The role of the IDT is to become the ears and voice of an incident commander, freeing him or her from the umbilical cord of the radio and allowing the IC to concentrate on objectives, tactics, safety, changing conditions, and communications with tactical units on-scene. The IDT handles communications in and out of the incident, resource accountability, and documentation. Additional tools such as our mobile communcation van, which went in service in 1998, enhance our ability to support an incident’s command and general staff. Our IDT has responded to an average of 30 incidents a year since 1995, receiving nothing but praise from the chiefs and fire crews with whom we have worked.

Although the IDT is not on-scene immediately, few departments can afford to maintain permanent driver/aides for their chief officers. Developing a team of qualified dispatchers, trained and equipped to respond in a reasonable amount of time to an incident command post and assume those administrative tasks they do every day in the dispatch center, gives an incident commander a unique edge in managing any kind of incident.

Randall Larson
Senior Dispatcher
San Jose (CA) Fire Department

Sprinklers first

In “Tactical Fire Objectives for Commercial Occupancies” (Roundtable, November 2002), only one participant—Battalion Chief Leigh Hollins of Cedar Hammock (FL) Fire Rescue—made any reference to sprinklers.

The following should be standard operating procedure in every fire department: If the fire building is sprinklered, the first tactical operation is to supply the sprinkler system to the maximum.

The most effective way to save lives at a fire is to suppress the fire, particularly when the suppression system is already in place. This can be accomplished with a few personnel—in some cases, with one firefighter.

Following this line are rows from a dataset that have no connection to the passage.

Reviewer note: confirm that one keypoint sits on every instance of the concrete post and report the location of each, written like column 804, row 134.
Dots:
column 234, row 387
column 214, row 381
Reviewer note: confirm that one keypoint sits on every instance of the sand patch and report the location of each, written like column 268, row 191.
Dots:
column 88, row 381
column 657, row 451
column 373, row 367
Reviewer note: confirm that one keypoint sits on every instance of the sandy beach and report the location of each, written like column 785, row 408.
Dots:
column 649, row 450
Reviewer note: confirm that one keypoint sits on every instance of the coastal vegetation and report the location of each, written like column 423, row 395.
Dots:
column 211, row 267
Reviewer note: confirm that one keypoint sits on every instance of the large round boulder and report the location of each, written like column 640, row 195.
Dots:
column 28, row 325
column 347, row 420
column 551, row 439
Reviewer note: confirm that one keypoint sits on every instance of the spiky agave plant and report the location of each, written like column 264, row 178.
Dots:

The sprinklers are operating right over the fire. Increasing the discharge greatly increases the efficiency. The sprinklers are prewetting nearby flammable contents and the structure, which thus do not add to fire growth. This important function is often ignored by firefighters operating handlines under the maxim “Put the wet stuff on the red stuff.”

You must preach this tactic and make it part of every member’s consciousness, since it goes counter to the normal instinct of running in the preconnect or performing a rescue. When sprinklers are installed in accordance with the Life Safety CodeT, important cost saving advantages in exits and other fire protection features are given to the builder.

All work requiring sprinkler shutdown should be done when the building is closed, or the building should be evacuated because the exits are inadequate for an unsprinklered building (a building with sprinklers turned off is an unsprinklered building). The evacuation protects the municipality and the owner against the massive lawsuits that would result if a fire occurred.

(For more information, see “Sprinklers Out of Service” and “Firefighter Safety: Update” in The Ol’ Professor, Fire Engineering, August 2002; “Update: Preplanning the Big Box Store,” The Ol’ Professor, Fire Engineering, November 1999; and my book Building Construction for the Fire Service, Third Edition, Chapter 12: Sprinklers, page 582, “Degree of Impairment of Sprinkler System”).